A couple of weeks ago, New York Times just published an article on the safety of getting your neck adjusted by a chiropractor. Honestly, this has been discussed so many times and the article offered no new information. I highly don’t recommend reading it.
The studies they cited were from years ago. There were also many quotes from medical professionals (e.g., TikTok influencer Dr. Betsy Grunch) with no follow-up on if these opinions are supported by research studies.
For example, the article mentioned that a certain Dr Hilibrand (chief of spine surgery at the Rothman Orthopaedic Institute in Philadelphia) recommends over-the-counter pain medications as first-line treatment.
Um, hello? There is a plethora of evidence to suggest that over-the-counter pain medications do not help with chronic pain. Furthermore, clinical guidelines (even those from the United States) do not have medication listed as first-line treatment!
I understand the appeal of quoting a famous physician But appeal to authority is literally a fallacy! Please at least follow-up with studies that either support or refute their suggestion. This will ultimately benefit your reader!
It is a bit concerning that you directed your readers from chiropractic adjustments, which you agree as largely safe, to a treatment that is no better or even worse!
Medication is not first-line treatment. Not for many years.
It is true that there are not as many clinical guidelines for neck pain as there are for back pain. I’ll give you that. However, they do exist. It’s absolutely disappointing that the journalist made zero reference to them!
A study investigating clinical guidelines reported weak evidence to support the use of medication for neck pain. According to the authors, weak evidence means the recommendations were based on experts rather than clinical studies. In other words, there is no real evidence to suggest that medication is helpful.
But this didn’t stop Dr Hilibrand from claiming them to be first-line treatment.
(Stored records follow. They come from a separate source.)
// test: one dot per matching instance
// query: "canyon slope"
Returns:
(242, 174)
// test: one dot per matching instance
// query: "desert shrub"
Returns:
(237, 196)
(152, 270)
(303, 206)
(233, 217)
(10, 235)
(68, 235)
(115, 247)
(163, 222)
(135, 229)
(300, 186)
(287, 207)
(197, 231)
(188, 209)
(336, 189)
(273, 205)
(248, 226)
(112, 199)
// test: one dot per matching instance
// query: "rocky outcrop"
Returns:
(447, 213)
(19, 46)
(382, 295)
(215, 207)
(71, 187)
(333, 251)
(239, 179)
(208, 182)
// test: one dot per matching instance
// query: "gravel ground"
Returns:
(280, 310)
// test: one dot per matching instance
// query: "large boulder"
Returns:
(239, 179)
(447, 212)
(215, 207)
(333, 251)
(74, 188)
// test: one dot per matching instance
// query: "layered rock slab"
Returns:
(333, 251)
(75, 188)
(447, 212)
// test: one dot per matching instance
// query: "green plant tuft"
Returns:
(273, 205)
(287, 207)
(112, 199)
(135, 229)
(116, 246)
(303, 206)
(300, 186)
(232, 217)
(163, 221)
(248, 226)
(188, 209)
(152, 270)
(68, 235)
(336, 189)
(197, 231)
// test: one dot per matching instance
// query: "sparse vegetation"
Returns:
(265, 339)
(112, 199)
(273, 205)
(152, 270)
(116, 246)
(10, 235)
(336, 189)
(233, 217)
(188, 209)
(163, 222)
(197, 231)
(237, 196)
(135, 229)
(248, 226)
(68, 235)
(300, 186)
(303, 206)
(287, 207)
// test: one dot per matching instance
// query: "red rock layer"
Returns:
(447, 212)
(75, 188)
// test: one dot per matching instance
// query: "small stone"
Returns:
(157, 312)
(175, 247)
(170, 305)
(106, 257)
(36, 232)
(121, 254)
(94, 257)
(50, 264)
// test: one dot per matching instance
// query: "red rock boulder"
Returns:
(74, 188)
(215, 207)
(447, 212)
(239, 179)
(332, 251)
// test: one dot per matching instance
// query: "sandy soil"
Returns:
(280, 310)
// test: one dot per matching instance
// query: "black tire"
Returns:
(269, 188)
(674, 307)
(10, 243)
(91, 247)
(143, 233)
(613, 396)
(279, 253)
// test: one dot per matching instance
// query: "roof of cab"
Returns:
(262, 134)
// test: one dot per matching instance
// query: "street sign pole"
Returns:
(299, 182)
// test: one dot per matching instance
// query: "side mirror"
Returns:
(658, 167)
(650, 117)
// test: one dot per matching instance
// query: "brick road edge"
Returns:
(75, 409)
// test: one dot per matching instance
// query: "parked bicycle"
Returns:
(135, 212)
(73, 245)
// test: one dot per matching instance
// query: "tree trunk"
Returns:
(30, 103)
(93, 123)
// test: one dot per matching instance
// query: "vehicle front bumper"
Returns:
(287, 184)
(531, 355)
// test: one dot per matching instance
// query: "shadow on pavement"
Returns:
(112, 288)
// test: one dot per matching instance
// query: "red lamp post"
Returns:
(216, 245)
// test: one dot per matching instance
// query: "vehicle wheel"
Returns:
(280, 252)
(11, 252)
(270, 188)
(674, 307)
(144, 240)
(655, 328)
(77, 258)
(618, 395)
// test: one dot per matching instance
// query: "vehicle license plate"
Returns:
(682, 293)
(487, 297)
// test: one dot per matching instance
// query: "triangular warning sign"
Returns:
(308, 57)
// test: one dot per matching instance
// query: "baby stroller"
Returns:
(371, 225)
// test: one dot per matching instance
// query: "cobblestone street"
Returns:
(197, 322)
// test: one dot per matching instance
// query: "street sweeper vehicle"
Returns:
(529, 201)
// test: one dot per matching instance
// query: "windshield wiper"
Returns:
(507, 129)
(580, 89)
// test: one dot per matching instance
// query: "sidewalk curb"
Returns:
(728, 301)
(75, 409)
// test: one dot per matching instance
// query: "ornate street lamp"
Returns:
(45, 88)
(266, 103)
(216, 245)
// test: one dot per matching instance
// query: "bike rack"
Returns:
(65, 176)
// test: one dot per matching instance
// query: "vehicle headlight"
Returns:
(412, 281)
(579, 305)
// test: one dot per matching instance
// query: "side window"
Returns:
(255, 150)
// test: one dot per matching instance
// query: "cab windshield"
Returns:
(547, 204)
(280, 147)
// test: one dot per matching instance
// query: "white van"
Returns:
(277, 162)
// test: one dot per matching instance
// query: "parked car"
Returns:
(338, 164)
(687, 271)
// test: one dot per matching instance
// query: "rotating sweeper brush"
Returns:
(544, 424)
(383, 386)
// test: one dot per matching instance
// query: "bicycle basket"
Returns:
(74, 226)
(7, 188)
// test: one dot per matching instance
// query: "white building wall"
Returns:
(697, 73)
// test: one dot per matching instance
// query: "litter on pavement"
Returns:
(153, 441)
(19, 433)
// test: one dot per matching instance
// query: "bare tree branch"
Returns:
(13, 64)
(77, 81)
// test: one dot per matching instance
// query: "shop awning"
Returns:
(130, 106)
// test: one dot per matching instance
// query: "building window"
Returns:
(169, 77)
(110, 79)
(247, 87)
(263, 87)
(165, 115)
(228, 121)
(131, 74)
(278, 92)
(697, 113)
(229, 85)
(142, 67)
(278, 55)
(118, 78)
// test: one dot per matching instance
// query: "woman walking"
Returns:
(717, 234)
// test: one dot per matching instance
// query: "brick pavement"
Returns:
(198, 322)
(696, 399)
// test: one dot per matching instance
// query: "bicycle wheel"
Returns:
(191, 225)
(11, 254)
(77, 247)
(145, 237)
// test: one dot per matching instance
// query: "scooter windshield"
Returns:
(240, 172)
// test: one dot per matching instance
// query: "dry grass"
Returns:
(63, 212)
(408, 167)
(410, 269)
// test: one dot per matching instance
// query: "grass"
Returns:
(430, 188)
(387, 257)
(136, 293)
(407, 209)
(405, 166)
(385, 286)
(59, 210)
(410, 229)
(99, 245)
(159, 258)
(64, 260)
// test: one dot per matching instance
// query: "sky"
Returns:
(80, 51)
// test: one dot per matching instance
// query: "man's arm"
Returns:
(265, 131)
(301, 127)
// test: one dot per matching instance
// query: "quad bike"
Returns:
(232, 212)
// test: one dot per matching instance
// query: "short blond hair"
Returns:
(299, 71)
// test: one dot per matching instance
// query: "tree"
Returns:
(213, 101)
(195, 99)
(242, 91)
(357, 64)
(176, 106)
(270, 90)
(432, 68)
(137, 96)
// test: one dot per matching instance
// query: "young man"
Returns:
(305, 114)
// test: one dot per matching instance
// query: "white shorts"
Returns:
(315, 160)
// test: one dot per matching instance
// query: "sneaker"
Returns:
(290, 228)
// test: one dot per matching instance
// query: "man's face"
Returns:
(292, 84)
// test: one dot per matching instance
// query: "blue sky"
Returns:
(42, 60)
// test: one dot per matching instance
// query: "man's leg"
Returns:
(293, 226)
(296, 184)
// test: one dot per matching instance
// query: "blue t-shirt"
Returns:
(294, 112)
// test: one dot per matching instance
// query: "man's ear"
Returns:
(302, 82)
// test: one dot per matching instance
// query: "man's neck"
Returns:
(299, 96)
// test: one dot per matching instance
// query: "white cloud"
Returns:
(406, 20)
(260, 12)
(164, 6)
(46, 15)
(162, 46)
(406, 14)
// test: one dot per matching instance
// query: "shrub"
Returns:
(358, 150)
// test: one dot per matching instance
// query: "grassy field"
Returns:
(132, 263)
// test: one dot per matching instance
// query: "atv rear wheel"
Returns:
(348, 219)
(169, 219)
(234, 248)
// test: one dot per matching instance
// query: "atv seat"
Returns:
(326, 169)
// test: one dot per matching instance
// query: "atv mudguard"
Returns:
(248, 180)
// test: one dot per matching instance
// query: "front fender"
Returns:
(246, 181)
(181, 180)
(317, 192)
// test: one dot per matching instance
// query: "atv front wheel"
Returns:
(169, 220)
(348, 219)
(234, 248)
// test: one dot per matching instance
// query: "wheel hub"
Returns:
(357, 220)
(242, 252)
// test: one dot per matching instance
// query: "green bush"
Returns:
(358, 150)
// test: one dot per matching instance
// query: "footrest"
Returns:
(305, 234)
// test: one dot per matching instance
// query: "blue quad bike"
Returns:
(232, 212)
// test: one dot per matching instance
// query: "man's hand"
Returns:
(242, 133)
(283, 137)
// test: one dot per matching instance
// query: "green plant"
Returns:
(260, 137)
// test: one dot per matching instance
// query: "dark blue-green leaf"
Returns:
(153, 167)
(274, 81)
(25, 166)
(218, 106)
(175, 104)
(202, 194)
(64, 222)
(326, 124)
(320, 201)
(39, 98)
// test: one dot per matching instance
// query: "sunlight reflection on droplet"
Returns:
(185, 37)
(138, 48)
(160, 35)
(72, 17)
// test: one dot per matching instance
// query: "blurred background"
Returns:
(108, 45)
To push my argument further, clinical guidelines for low back pain recommended entirely non-pharmacological treatments. This makes sense because over-the-counter paracetamol was found to be ineffective against spinal pain. As for NSAIDs, the relief they provide is indeed more than placebo. However, this improvement is small and non-meaningful. In other words, medication has little to no place in management of low back pain.
Yes, take that.
What is plausible doesn’t mean it is real
Now to TikTok star Dr Grunch. I get that Dr Grunch is a neurosurgeon so she would know her anatomy really well. However, she is the wrong person to quote if you want to talk about blood vessels. How about speaking to a vascular neurosurgeon instead?
According to Dr Grunch, our blood vessels will rotate within the bone when we turn our neck side to side. In complete honesty, this is also not my subject matter expertise so I am not familiar with the literature on that. But sure, it makes sense (i.e., plausible) so I will give her the benefit of the doubt.
She also suggested that the arteries in the neck can get “abruptly torqued” during a chiropractic adjustment.
Are your readers supposed to assume that this torque, supposed it is true, is enough to lead to a change in blood flow to the brain to result in a stroke?
Are your readers supposed to assume that this torque, supposed it is true, is high enough to dissect the arteries in the neck leading to a stroke?
Again, like I said, it sounds like it makes sense. But could we please have some hard data to show that this is true?
Your brain is still well perfused during a chiropractic adjustment
In a study published in 2019, researchers found that blood flow in the vertebral arteries (i.e., blood vessels in the neck) does indeed decrease during rotation. This decrease, however, does not result in a reduction of brain perfusion (as compared to being in a neutral neck position).
In other words, your brain gets the same amount of oxygen regardless of the position you are in during a chiropractic adjustment or if you are sitting perfecting upright. I get that spinal manipulation may look scary because of what we associate with it (e.g., snapping of necks in action films). What we are interested in, however, is not if it is scary but if it is actually dangerous!
This was left out in the New York Times article and I personally think it should have been included to give perspective to topic.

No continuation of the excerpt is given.